Big data applications have a need for speed. Big data is built around the concept of the “three V’s”: volume, variety, and velocity. For big data projects to be valuable, they have to be able to process lots of data (volume) in various structured and unstructured forms (variety) extremely fast (velocity). The value of big data is in the insight it delivers, so if you can process data in real-time or near real-time it has more value.
In the past, data was analyzed using batch processing. Chunks of information would be accumulated and submitted to the server. This schema works fine when the rate of incoming data is slower than the batch processing rate. With big data you have more data and more types of data requiring processing right away, so the batch process breaks down. Big data applications require a new strategy to handle data at rate approaching real time.
Being able to use real-time data as part of big data analytics provides a new level of insight which really makes big data valuable. Consider the amount of real-time information that can be made available for decision-making, such as data from mechanical sensors on the production line or unstructured data from social media. Twitter alone generates 58 million tweets per day or 9,100 tweets per second. If you are looking for sentiment on trending analyses and use Twitter as part of the big data mix, batch processing won’t be able to keep up. To deliver valuable business insight, big data applications have to be designed for speed.
“Watson, I Need You, NOW!”
IBM’s Watson computer project showed the power of real-time big data in 2011 when a computer was able to beat two human champions at “Jeopardy.” The demonstration showed that a new kind of architecture that uses more in-memory processing rather than accessing data stored on disk was faster and better suited to big data. A new kind of programming approach needs to be adopted to make better use of in-memory hardware.

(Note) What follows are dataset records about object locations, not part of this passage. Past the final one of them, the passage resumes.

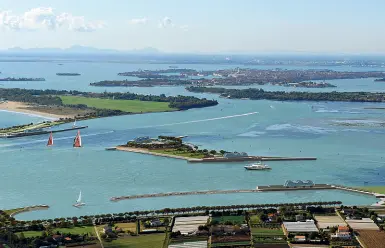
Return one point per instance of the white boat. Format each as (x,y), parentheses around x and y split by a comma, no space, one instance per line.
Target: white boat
(79,202)
(257,166)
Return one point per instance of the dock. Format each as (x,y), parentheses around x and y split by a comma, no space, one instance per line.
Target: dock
(258,189)
(24,134)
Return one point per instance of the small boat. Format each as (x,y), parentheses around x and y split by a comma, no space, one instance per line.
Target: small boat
(257,166)
(78,140)
(79,202)
(50,140)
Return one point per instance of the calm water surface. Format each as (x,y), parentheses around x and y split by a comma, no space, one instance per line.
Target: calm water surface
(32,174)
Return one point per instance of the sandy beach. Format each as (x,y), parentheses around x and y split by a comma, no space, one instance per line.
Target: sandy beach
(22,108)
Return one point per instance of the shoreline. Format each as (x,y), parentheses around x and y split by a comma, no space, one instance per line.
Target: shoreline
(20,108)
(211,160)
(28,209)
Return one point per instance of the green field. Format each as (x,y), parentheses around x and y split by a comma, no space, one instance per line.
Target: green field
(236,220)
(254,219)
(376,189)
(141,241)
(75,230)
(134,106)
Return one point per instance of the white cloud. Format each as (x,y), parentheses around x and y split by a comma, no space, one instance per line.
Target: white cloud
(46,18)
(166,22)
(184,27)
(137,21)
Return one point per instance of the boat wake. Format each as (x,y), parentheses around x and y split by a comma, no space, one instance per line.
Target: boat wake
(203,120)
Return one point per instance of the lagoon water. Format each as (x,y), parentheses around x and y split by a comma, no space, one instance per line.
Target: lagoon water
(33,174)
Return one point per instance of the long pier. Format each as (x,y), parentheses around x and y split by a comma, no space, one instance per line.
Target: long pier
(259,189)
(17,135)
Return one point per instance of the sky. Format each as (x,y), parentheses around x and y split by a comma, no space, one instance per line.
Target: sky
(205,26)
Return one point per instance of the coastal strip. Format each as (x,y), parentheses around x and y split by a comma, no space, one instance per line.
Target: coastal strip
(16,211)
(259,189)
(211,159)
(17,135)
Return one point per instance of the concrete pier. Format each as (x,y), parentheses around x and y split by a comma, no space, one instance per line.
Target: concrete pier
(259,189)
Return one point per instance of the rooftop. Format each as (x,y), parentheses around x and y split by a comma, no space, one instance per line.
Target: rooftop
(308,226)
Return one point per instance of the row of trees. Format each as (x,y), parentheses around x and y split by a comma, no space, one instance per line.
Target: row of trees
(51,97)
(260,94)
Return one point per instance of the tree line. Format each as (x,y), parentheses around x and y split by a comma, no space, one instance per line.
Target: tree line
(260,94)
(52,97)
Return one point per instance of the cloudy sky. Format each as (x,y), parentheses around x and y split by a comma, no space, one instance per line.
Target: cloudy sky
(347,26)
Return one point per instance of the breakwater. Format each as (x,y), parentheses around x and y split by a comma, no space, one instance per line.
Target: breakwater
(258,189)
(203,192)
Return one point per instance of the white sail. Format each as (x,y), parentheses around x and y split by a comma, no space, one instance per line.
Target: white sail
(80,198)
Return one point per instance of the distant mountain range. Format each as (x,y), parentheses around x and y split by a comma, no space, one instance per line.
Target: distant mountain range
(79,50)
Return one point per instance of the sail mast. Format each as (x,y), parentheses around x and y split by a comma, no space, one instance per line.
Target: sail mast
(50,140)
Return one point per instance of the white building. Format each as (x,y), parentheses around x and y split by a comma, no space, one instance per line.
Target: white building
(298,183)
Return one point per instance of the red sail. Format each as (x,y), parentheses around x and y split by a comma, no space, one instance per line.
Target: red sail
(50,140)
(78,140)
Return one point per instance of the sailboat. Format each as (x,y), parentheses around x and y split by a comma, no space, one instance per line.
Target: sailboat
(78,140)
(79,202)
(50,140)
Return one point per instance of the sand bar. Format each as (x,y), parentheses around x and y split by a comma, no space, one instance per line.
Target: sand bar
(22,108)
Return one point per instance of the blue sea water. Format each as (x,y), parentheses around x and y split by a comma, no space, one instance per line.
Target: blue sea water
(33,174)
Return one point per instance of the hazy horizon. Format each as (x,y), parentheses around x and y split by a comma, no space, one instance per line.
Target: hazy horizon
(171,26)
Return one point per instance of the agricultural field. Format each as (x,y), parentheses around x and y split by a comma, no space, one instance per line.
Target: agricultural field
(372,239)
(141,241)
(133,106)
(235,220)
(324,221)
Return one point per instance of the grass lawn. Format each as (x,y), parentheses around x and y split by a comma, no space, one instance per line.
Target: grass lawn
(131,226)
(127,226)
(142,241)
(76,230)
(134,106)
(179,153)
(30,234)
(254,219)
(376,189)
(236,220)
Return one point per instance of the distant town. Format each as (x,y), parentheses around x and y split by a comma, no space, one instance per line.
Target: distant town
(233,77)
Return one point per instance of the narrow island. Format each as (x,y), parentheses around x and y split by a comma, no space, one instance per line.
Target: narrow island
(67,74)
(234,77)
(379,80)
(21,79)
(260,94)
(65,106)
(174,147)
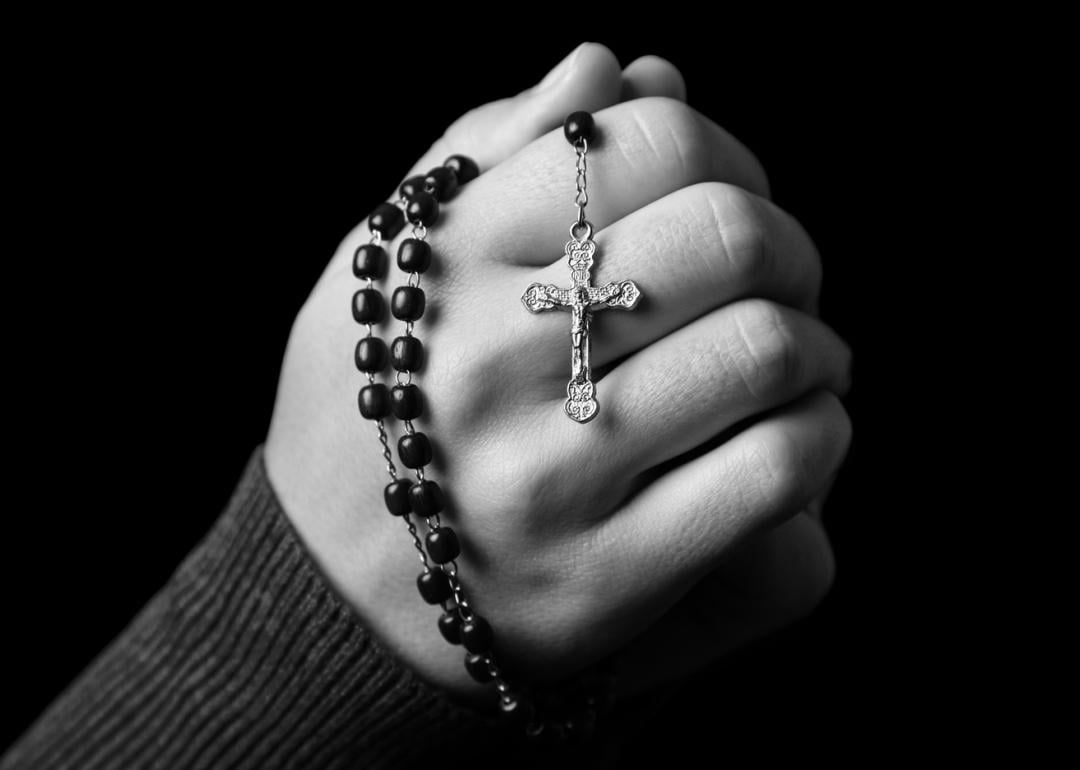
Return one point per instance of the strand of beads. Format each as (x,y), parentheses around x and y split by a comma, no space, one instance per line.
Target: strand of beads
(439,582)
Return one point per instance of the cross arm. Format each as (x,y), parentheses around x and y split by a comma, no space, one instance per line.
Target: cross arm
(545,296)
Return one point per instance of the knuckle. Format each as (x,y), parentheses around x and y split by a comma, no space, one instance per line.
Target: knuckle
(783,471)
(805,567)
(766,354)
(741,237)
(792,464)
(669,131)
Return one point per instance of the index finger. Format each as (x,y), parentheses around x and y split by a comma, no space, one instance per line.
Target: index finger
(644,150)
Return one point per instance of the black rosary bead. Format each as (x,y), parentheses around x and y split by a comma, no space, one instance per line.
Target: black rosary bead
(414,448)
(476,665)
(476,635)
(442,183)
(369,260)
(405,402)
(434,586)
(372,354)
(466,167)
(422,208)
(449,626)
(407,304)
(388,219)
(427,498)
(412,186)
(406,353)
(579,125)
(368,306)
(414,255)
(443,545)
(396,497)
(374,401)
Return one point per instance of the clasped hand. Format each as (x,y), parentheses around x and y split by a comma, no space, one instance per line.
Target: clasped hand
(682,522)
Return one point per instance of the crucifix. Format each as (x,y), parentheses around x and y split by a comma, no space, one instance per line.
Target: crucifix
(580,299)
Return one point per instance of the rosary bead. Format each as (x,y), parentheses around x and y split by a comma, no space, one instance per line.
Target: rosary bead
(422,208)
(396,497)
(476,635)
(388,219)
(412,186)
(449,626)
(434,586)
(406,354)
(414,449)
(414,255)
(374,401)
(407,302)
(372,354)
(466,167)
(476,665)
(427,498)
(367,306)
(369,260)
(443,545)
(442,183)
(579,125)
(405,402)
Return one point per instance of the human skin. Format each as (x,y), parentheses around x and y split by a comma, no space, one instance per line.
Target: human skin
(680,523)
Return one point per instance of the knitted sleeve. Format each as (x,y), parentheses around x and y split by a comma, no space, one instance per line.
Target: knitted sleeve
(247,659)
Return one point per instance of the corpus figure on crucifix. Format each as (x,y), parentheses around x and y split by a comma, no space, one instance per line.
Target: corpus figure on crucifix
(581,298)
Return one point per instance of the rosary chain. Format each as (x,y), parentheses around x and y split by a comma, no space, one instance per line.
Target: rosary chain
(451,597)
(463,608)
(581,196)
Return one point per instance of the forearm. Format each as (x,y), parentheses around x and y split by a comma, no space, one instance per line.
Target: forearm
(246,658)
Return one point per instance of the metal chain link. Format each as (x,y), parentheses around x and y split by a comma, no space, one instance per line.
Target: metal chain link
(581,194)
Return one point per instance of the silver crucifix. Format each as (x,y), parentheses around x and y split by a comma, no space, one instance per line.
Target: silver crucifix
(580,299)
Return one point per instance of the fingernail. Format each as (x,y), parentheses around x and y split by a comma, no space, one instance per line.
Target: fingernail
(561,69)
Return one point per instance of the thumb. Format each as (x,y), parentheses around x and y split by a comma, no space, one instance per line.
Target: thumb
(589,78)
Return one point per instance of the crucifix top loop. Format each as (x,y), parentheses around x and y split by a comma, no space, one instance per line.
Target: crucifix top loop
(582,223)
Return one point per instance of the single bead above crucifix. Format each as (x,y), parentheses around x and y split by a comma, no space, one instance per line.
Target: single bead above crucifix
(581,299)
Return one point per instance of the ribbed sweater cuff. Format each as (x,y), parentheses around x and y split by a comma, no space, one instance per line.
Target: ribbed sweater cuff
(246,659)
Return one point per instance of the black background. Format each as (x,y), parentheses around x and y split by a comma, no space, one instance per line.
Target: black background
(183,193)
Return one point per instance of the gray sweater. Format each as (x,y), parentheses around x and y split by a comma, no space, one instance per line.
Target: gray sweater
(248,659)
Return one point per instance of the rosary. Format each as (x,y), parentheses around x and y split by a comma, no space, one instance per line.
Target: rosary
(559,714)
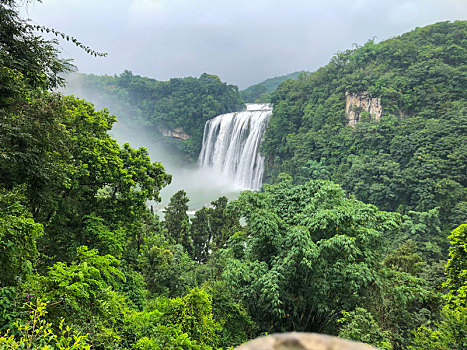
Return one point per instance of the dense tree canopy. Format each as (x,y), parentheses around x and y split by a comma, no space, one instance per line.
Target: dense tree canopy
(85,264)
(180,103)
(414,157)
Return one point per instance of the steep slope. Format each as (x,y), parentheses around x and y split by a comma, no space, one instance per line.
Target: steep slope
(387,121)
(176,109)
(261,92)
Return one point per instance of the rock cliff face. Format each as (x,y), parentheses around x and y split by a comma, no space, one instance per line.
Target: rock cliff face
(303,341)
(177,133)
(357,103)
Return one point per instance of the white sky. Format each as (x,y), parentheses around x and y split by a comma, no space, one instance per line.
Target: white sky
(242,41)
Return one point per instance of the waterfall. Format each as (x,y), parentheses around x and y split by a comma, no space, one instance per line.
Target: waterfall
(231,142)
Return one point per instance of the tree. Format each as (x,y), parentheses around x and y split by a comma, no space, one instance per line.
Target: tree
(310,253)
(176,220)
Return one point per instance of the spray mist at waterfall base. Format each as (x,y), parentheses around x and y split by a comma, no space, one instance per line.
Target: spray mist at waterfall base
(202,185)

This presents a programming paradox. Apache Hadoop has become the most popular platform for developing big data applications, yet Hadoop was developed as a batch-oriented system. When Yahoo! introduced Hadoop it proved to be well-suited for analytics and offered the added advantages of being open source and highly scalable. However, its real-time possibilities are still being proven, and other, faster in-memory databases like NoSQL are filling the gap.
Programmers have been trying to compensate for the batch-processing structure of Hadoop’s MapReduce using tools like the HBase database, SQL interfaces such as Impala, and in-memory frameworks such as Spark. However, for real-time data processing, NoSQL still delivers the best performance.
To deal with the problem, the Apache Software Foundation released Spark v1.0 in May, which allows developers to write big data applications in Java, Scala, or Python using more than 80 high-level operators. The new Spark release is said to run 100 times faster than MapReduce in memory for even faster analytics results.
Architecting for Big Data
To facilitate speed, big data applications have to be aided by smart hardware design. Solid-state drives (SSDs) based on NAND Flash memory are ideal for big data applications because of their hyper-fast performance. SSDs can be used to speed performance anywhere in the big data infrastructure, including host cache, network cache, storage arrays, or even hybrid storage arrays with an SSD tier.
Data virtualization is another strategy that improves performance for big data applications. Virtualization creates an abstraction layer within the IT architecture, pulling data from various sources and combining it with other data for analytics. Data virtualization speeds performance by allowing retrieval and manipulation of data without have to actually know how the data is stored or formatted. Virtualizing Hadoop promotes high-availability and better performance for big data applications.
So putting the velocity in big data is about promoting high-availability for streams of data. You can compensate for the Hadoop batch processing architecture using smarter programming tools, and by applying an architecture that makes the data more accessible to big data applications. Performance should be a major consideration in any big data initiative. The closer you can get to real-time data processing, the more valuable the results from big data will have for customers.
What’s your preferred approach to design for big data speed? Is it more of a hardware problem, a software problem, or both?